歯音

 頭の中に霞がかかっていた。

 自分の意思と関係なく自然と開け閉めを繰り返す瞼。それで徐々に周りの景色も晴れてくる。体を伸ばすと関節が鳴る音と小さな息が漏れた。

 いつの間にか眠っていたようだ……。だが無理もない。私は電車に乗るのが好きだ。心地好い揺れ。暖かい座席。走行音。そして旅。


 ――カチカチカチカチカチカチ


 ……カチカチカチ? 妙な音だ。聞き慣れない、なんだ、と……あれか?

 伸びをしつつ音のほうをチラッと見ると、横に二人分ほどのスペースを空けて女が座っていた。どうやら聞こえているのは、あの女の歯の音のようだ。顎を動かし上下の歯をぶつけ合い、音を鳴らしている。

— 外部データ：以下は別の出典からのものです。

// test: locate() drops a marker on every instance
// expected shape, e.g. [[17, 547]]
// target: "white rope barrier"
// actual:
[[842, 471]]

 気味が悪いな……。新しい美容法? まさかな。この角度からでは顔が見えないが地味な服装からして、そう意識が高いとは思えない。単に頭がおかしいのだろう。

 女から顔を背ける。構う必要はない。お調子者の仲間がここにいたら一緒になって揶揄し、クスクス笑ったかもしれないが今は一人だ、そう一人……。

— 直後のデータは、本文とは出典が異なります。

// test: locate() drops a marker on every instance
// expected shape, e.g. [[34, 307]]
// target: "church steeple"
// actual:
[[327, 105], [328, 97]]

 なんだ? 違和感が。まあ、いい。まだ眠い。再び瞼を閉じるとバターが溶けるように意識が落ちて行くのが自分でもわかった。


 夢を見た。山を登っている。傍らには気の合う仲間たち。高校の時からの付き合いだ。暖かな陽の光に包まれ、昔と変わらずくだらない冗談を言って笑い合っている。

 歩き、歩き、踏んだ砂利が靴の下で音を立て擦れ合う。その一つがはじき出され、山の斜面を転がっていく。その音がやけに響いた。不自然な。でもどこか聞き覚えがある。

 私は妙に思い、耳を澄ませる。


 ――カチカチカチカチカチカチカチカチカチカチ


 ……あの音だ。

 

 再びの目覚め。

 音が近い。不自然なほどに。


「……っと! う!?」


 横を向くと息がかかるほどの距離に女が座っていた。

 驚きのあまり、座席からずり落ちそうになったが、私は必死に留まった。出かかった悲鳴もどこかへ消え失せた。当然だ。投げ出した足が、あるはずの床に着かなかったのだ。

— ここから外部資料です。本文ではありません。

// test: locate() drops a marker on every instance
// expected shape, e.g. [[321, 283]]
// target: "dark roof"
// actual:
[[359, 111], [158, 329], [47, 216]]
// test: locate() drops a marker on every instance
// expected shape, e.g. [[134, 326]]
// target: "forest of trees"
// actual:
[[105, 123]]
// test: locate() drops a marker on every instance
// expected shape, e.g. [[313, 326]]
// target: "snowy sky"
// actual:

 見下ろすと吸い込まれそうな深い深い奈落。電車の床は消え失せ、底の見えない暗闇がただそこにあった。


 ――カチカチカチカチカチカチカチカチカチカチカチカチカチカチ


 歯を鳴らしながら、女がのしかかるように体を寄せてくる。

 眼前に迫る女の顔。髪が私の顔に被さる。そこに目と鼻はなかった。代わりにあるのは顔全体を占める大きな口。そして大きな白い歯。それは、白い……白い……



 雪……? 雪……だ。

 気づくと私は雪の上に横たわっていた。


 でも、なぜ……ああ、そうだった。


 夢を見ていたのだ。体の感覚はとうに消え失せ、降りしきる雪、体を覆うその重さも冷たさも、もう感じない。

 

 静かな空間。

 ただ歯が鳴る音だけが体に響いていた。